Le Kaiser a-t-il donc déclaré la guerre à Dieu ? Il le prétend son allié, au contraire, il l’invoque à tout bout de champ, à tout bout de crime, il l’enrôle dans son armée, l’enchaîne à sa fortune, et cette prodigieuse aberration est peut-être, parmi tous les problèmes de cette guerre, celui qui fait le plus hésiter et chanceler la raison humaine. Là, encore, c’est Raemaekers qui a trouvé l’image définitive. Il a évoqué le Christ dans une des scènes de la Passion, celle que décrit saint Mathieu, lorsqu’il le montre livré aux outrages des valets et de la soldatesque, par ces mots : Et ils pliaient le genou devant lui et ils se moquaient de lui. Un soldat à lunettes et à longs cheveux, qui, hier encore, devait professer, dans quelque Université, que Jésus (Ger-us) veut dire « germain » en latin, le coiffe d’un casque à pointe et cherche à éteindre, ainsi, un peu de l’auréole divine.
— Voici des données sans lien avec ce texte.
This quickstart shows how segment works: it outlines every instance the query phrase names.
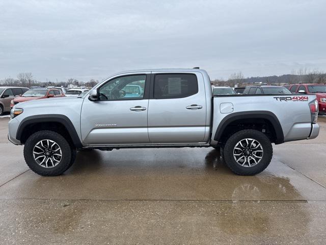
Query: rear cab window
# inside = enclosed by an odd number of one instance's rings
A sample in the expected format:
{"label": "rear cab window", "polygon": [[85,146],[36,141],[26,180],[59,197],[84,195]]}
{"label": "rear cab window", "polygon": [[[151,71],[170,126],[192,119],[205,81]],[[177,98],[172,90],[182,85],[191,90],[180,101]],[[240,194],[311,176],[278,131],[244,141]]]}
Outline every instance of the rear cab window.
{"label": "rear cab window", "polygon": [[290,91],[292,93],[295,93],[295,91],[296,91],[297,88],[297,85],[293,85],[292,87],[291,87],[291,88],[290,89]]}
{"label": "rear cab window", "polygon": [[154,79],[153,98],[184,98],[198,92],[198,82],[195,74],[156,74]]}

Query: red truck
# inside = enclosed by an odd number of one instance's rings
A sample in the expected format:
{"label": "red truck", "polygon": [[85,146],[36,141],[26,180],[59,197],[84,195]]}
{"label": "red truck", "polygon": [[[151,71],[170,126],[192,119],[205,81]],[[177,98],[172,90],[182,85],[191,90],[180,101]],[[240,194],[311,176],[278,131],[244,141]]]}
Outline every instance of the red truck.
{"label": "red truck", "polygon": [[61,90],[55,88],[40,88],[31,89],[12,100],[10,102],[10,109],[12,109],[15,105],[21,102],[40,99],[64,96],[65,95]]}
{"label": "red truck", "polygon": [[305,83],[285,85],[292,93],[316,94],[319,114],[326,115],[326,84]]}

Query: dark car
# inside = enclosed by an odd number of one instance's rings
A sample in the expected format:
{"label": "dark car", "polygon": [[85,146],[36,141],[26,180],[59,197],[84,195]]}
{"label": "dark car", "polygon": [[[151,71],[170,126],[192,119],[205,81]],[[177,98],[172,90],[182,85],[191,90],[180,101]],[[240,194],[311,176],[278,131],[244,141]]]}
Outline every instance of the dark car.
{"label": "dark car", "polygon": [[246,87],[243,94],[290,94],[287,88],[282,86],[261,85]]}

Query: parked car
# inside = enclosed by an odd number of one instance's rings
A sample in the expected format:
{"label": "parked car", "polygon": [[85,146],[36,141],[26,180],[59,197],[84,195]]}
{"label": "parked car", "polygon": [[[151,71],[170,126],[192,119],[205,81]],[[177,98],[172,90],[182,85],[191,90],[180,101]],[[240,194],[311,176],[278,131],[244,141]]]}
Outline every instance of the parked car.
{"label": "parked car", "polygon": [[89,91],[89,89],[87,89],[86,88],[71,88],[66,92],[65,95],[67,97],[71,96],[78,96],[82,93],[88,92]]}
{"label": "parked car", "polygon": [[238,94],[243,93],[243,91],[246,88],[234,88],[234,91]]}
{"label": "parked car", "polygon": [[0,87],[0,116],[10,111],[10,101],[29,89],[20,87]]}
{"label": "parked car", "polygon": [[326,84],[308,83],[289,86],[292,93],[315,94],[318,101],[319,114],[326,115]]}
{"label": "parked car", "polygon": [[213,87],[212,92],[213,95],[237,94],[233,89],[230,87]]}
{"label": "parked car", "polygon": [[[134,84],[143,94],[120,92]],[[212,96],[199,69],[120,72],[84,96],[43,101],[14,107],[8,139],[24,144],[28,165],[46,176],[68,169],[77,150],[165,147],[221,148],[232,171],[253,175],[270,162],[272,143],[319,130],[316,95]]]}
{"label": "parked car", "polygon": [[36,88],[31,89],[20,96],[15,97],[10,102],[10,108],[12,109],[15,105],[25,101],[51,98],[52,97],[64,97],[61,90],[56,88]]}
{"label": "parked car", "polygon": [[243,93],[243,94],[290,94],[291,92],[287,88],[282,86],[261,85],[246,87]]}
{"label": "parked car", "polygon": [[68,89],[67,88],[64,88],[63,87],[55,87],[54,86],[49,86],[48,87],[46,87],[46,88],[56,88],[57,89],[61,90],[64,94],[66,93],[66,92],[68,91]]}

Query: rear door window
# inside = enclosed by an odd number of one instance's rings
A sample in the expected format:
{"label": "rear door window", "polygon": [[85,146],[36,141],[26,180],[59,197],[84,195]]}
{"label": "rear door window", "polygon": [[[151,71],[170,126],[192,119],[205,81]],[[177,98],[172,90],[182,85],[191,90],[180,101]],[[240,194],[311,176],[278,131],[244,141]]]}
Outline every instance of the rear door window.
{"label": "rear door window", "polygon": [[9,96],[14,96],[14,94],[12,92],[11,89],[7,89],[4,92],[4,94],[9,94]]}
{"label": "rear door window", "polygon": [[53,90],[53,91],[55,91],[55,94],[56,95],[60,95],[60,94],[61,94],[59,90]]}
{"label": "rear door window", "polygon": [[154,81],[154,99],[188,97],[198,92],[195,74],[157,74]]}

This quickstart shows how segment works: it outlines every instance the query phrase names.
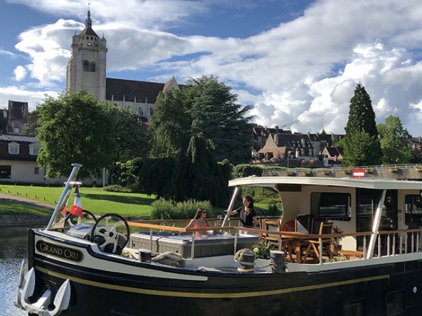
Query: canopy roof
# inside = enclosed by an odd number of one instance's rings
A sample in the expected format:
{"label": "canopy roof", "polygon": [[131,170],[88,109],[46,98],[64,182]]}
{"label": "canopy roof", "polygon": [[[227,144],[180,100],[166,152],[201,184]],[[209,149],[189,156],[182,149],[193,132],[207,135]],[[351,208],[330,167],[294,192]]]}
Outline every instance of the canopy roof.
{"label": "canopy roof", "polygon": [[408,181],[395,179],[373,178],[317,178],[296,176],[269,176],[239,178],[229,181],[229,187],[255,186],[274,187],[276,185],[288,186],[321,185],[331,187],[360,187],[374,190],[422,190],[422,181]]}

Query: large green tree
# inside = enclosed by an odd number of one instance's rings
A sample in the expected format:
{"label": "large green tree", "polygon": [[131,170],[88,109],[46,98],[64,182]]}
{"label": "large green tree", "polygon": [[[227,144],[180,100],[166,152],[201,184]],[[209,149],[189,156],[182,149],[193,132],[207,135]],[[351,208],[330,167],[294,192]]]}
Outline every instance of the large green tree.
{"label": "large green tree", "polygon": [[111,162],[106,166],[108,184],[114,183],[114,175],[118,162],[134,157],[145,158],[148,155],[146,138],[142,131],[139,115],[132,109],[123,110],[120,106],[106,105],[106,115],[113,119],[108,133],[110,134]]}
{"label": "large green tree", "polygon": [[252,147],[250,107],[241,107],[231,88],[213,76],[191,79],[183,90],[193,133],[213,143],[217,161],[249,162]]}
{"label": "large green tree", "polygon": [[202,135],[193,136],[187,148],[174,157],[147,159],[140,172],[141,190],[146,194],[176,201],[208,200],[215,206],[226,205],[230,164],[217,164],[210,142]]}
{"label": "large green tree", "polygon": [[142,147],[140,123],[133,112],[84,92],[47,98],[38,114],[37,162],[47,167],[49,177],[68,176],[75,162],[84,166],[82,178],[98,176],[103,168],[113,176],[118,160],[139,154]]}
{"label": "large green tree", "polygon": [[181,93],[170,89],[160,93],[148,128],[150,157],[174,157],[185,148],[191,133],[191,119]]}
{"label": "large green tree", "polygon": [[371,166],[381,163],[381,147],[371,98],[360,83],[350,100],[349,119],[345,128],[345,166]]}
{"label": "large green tree", "polygon": [[411,136],[403,128],[399,117],[390,115],[377,129],[381,138],[383,164],[409,164],[412,158]]}

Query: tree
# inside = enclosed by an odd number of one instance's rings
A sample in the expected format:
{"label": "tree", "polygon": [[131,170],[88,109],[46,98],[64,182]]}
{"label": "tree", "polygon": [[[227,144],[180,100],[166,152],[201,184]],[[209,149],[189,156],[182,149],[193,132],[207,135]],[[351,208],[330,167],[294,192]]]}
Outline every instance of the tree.
{"label": "tree", "polygon": [[174,157],[180,148],[186,148],[190,132],[191,121],[181,93],[175,89],[160,92],[148,128],[150,157]]}
{"label": "tree", "polygon": [[117,161],[142,148],[137,116],[84,92],[48,98],[38,112],[37,162],[47,167],[49,177],[68,176],[75,162],[84,166],[82,178],[98,176],[103,168],[113,176]]}
{"label": "tree", "polygon": [[365,88],[358,84],[350,100],[344,147],[345,166],[370,166],[381,162],[381,148],[378,139],[375,113]]}
{"label": "tree", "polygon": [[213,76],[191,79],[183,90],[190,110],[192,130],[212,141],[217,161],[249,162],[253,145],[250,107],[236,103],[231,88]]}
{"label": "tree", "polygon": [[409,164],[412,158],[411,136],[403,128],[399,117],[390,115],[377,129],[381,137],[383,164]]}
{"label": "tree", "polygon": [[105,113],[112,118],[109,126],[111,162],[105,166],[108,173],[108,184],[114,183],[115,171],[120,162],[126,162],[134,157],[145,158],[146,139],[142,131],[139,115],[132,109],[123,110],[122,107],[108,104]]}
{"label": "tree", "polygon": [[192,136],[187,149],[172,157],[147,159],[140,172],[141,190],[176,201],[194,199],[224,206],[229,198],[231,168],[215,162],[210,143],[201,135]]}
{"label": "tree", "polygon": [[368,133],[355,132],[349,135],[347,140],[344,139],[345,156],[342,162],[344,166],[371,166],[375,164],[369,164],[368,162],[379,159],[373,150],[373,137]]}

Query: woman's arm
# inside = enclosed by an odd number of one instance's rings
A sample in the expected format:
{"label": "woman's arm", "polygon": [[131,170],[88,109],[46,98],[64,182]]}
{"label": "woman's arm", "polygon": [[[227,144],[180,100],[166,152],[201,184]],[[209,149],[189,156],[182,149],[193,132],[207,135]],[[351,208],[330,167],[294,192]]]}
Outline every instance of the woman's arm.
{"label": "woman's arm", "polygon": [[192,218],[192,220],[191,220],[191,221],[189,222],[188,225],[185,227],[185,228],[192,228],[193,226],[195,226],[195,218]]}

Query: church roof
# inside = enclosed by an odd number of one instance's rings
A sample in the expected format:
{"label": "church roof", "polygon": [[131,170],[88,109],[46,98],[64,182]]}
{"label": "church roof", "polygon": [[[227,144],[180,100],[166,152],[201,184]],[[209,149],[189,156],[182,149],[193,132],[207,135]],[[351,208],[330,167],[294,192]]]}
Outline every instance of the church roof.
{"label": "church roof", "polygon": [[157,82],[136,81],[113,78],[106,79],[106,100],[113,100],[134,102],[155,103],[158,93],[162,91],[164,84]]}
{"label": "church roof", "polygon": [[98,37],[98,36],[96,34],[96,33],[95,32],[94,32],[94,29],[92,29],[91,27],[85,27],[79,33],[79,35],[89,35],[89,36],[91,36],[91,37]]}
Un Turc, à face parcheminée de vieux croupier, gambade devant lui en faisant le salut militaire et lui offre un sabre. L’Autrichien s’esclaffe à cette bonne plaisanterie. Et un quatrième ligotte le Sauveur avec un ceinturon où brillent les mots qui sont le suprême blasphème de cet Empereur : Gott mit uns !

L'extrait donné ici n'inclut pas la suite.